Nairobi — Twenty-six-year-old Komora Yesse is an emotionally wrecked man.
His brother's heart-wrenching fate is due to be sealed within the next 20 something hours, in the war-torn Somalia.
So as the clock slowly ticks towards midnight Thursday, he will have to keep checking social networks to know whether or not the Al Shabaab terror group makes good its threat to execute his elder brother, Edward Mule and registration clerk Fredrick Irungu.
"It is very sad. It is hard on my mother because of the pain of losing a child. It is hard on my sister, his wife, my father and me. We just want to talk to him again. All I think of is Mule," says Yesse.
The extremists posted a heart breaking video on YouTube dubbed 'the last message' three weeks ago, in which Mule asks the government to save him so that he can see his family once more.
"We used to rely on the Al Shabaab Twitter handle to know that he was still alive but it was deleted. Then the video was released and it was very hard to watch it," he says.
"You can see sorrow in his eyes and even though I have watched it (video) five times already, it gets harder and harder each time."
The thought that his brother is staring at death in the face keeps gnawing at Yesse, as he blankly stares at his brother's portrait; a portrait taken when the 32-year old was appointed as the Burdei Divison Officer in 2011.
Helplessness, confusion and torment are words that cannot explain what he and his family members are going through.
And even though the government has made it clear that it will not negotiate with the group, Yesse is pleading and urging it to remember that Mule is someone's kin.
"I'm aware that the government has said that it will not negotiate with terrorists but there is a human face to it. He is my brother, we are family, and he is someone's son and close friend. They just have to do something," he pleads.
Mule and Irungu were kidnapped in Wajir town last January just after eating dinner.
Pleas to the government to help bring them back home remain unanswered even as the two face imminent execution on February 14.
"We don't know what will happen tomorrow because that is the last day and even as people celebrate Valentines we pray that they remember him," he adds.
"I just wish I could share his sorrows and tell him that everything will be okay."
The extremists are demanding for the release of "all Muslim prisoners held on so-called terrorism charges in Kenya" or else they execute the two and other Kenyans in their custody.

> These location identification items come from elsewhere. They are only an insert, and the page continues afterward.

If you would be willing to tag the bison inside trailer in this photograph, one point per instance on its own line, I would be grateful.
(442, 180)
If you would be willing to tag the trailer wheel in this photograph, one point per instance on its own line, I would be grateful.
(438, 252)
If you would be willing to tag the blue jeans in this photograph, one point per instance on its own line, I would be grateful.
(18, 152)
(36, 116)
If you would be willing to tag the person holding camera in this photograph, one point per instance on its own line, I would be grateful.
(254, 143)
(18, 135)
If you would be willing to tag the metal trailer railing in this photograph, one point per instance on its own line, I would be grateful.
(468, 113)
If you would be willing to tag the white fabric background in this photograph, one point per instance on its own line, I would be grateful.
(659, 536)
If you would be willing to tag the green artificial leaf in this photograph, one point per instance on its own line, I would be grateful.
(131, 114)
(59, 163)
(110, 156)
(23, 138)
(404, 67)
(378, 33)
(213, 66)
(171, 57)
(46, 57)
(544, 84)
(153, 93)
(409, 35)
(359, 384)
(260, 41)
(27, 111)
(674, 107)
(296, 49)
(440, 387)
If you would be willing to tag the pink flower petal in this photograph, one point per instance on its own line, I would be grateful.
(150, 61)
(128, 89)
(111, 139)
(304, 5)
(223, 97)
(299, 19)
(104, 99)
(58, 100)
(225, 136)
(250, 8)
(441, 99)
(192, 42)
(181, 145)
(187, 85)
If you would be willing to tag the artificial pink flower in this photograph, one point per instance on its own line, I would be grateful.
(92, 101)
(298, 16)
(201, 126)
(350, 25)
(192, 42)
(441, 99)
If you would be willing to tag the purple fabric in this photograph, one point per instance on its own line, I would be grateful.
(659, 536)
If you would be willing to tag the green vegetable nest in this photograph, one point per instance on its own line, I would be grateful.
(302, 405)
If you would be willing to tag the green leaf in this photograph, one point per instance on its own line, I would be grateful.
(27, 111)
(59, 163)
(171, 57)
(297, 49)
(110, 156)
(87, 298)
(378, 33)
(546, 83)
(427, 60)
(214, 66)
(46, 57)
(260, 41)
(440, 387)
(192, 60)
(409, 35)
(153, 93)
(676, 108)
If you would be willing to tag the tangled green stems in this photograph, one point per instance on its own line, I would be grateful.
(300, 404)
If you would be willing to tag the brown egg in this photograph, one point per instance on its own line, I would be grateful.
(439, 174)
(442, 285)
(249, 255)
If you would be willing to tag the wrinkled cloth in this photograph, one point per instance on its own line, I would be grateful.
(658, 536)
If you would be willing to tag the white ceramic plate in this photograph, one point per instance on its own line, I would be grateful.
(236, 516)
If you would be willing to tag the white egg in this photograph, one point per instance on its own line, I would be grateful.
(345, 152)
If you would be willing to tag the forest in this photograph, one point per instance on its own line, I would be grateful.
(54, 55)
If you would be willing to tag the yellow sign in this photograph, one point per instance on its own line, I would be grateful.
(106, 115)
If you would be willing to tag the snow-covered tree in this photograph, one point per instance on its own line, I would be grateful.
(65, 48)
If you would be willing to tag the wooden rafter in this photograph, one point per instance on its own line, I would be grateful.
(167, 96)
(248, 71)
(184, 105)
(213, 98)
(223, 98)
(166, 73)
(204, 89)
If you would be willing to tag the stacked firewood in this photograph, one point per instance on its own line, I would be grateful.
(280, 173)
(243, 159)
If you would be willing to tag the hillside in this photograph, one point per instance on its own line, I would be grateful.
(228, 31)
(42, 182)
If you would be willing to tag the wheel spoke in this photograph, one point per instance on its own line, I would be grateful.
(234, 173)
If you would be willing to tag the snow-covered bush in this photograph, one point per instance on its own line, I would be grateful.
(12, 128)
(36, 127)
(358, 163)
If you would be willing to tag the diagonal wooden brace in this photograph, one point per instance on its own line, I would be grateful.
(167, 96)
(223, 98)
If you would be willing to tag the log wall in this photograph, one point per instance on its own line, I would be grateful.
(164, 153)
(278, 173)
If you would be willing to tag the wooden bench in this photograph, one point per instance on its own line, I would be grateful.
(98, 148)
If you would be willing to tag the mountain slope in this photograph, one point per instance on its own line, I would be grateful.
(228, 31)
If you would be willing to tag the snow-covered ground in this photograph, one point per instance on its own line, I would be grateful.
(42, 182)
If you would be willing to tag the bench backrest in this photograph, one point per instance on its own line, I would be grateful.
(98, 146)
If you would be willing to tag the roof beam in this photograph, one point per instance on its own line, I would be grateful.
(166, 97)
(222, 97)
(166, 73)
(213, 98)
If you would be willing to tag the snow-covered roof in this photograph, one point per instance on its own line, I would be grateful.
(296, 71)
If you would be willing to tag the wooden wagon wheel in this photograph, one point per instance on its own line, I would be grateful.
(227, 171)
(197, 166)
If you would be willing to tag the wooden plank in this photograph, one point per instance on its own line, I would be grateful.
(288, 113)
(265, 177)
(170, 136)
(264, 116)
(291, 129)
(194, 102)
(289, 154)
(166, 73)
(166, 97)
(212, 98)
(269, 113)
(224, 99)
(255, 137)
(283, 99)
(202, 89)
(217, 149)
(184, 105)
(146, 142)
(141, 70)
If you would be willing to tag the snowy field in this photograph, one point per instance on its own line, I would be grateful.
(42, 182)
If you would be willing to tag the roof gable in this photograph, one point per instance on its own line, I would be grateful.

Even though Yesse knows how inhumane the Al Shabaab is, he continues hoping against all adversity that he will soon see his brother; his best friend.
And he must try and spread the same positive thoughts to his sister, mother and brother's wife to hold them together.
"We must keep hope alive and continue praying for him," he adds.
Outgoing Makadara MP Mike Mbuvi, alias Sonko, has repeated his plea that the government gives in to the demands of the Al Shabaab to save the two Kenyan lives.
Sonko says life is sacred and the government must do everything in its power to save the two.
"And as a concerned leader who is a close friend of one of the hostages, it really pains my heart to see these innocent Kenyans undergoing such a torturous moment. Life is sacred, life is holy, life is Allah given," he argued.
Sonko also says that he will initiate dialogue with the Al Qaeda linked group and also try to raise funds to save the two lives, even as he continues calling on the government to act.
He is further appealing to religious leaders to put pressure on the government to secure the hostages' release.
"This is a very serious matter because the lives of these Kenyans are at risk. We cannot afford to lose these live. I'm therefore appealing to the Al Shabaab group to give me more time as I negotiate with the government of Kenya to see to it that their lives are guarded.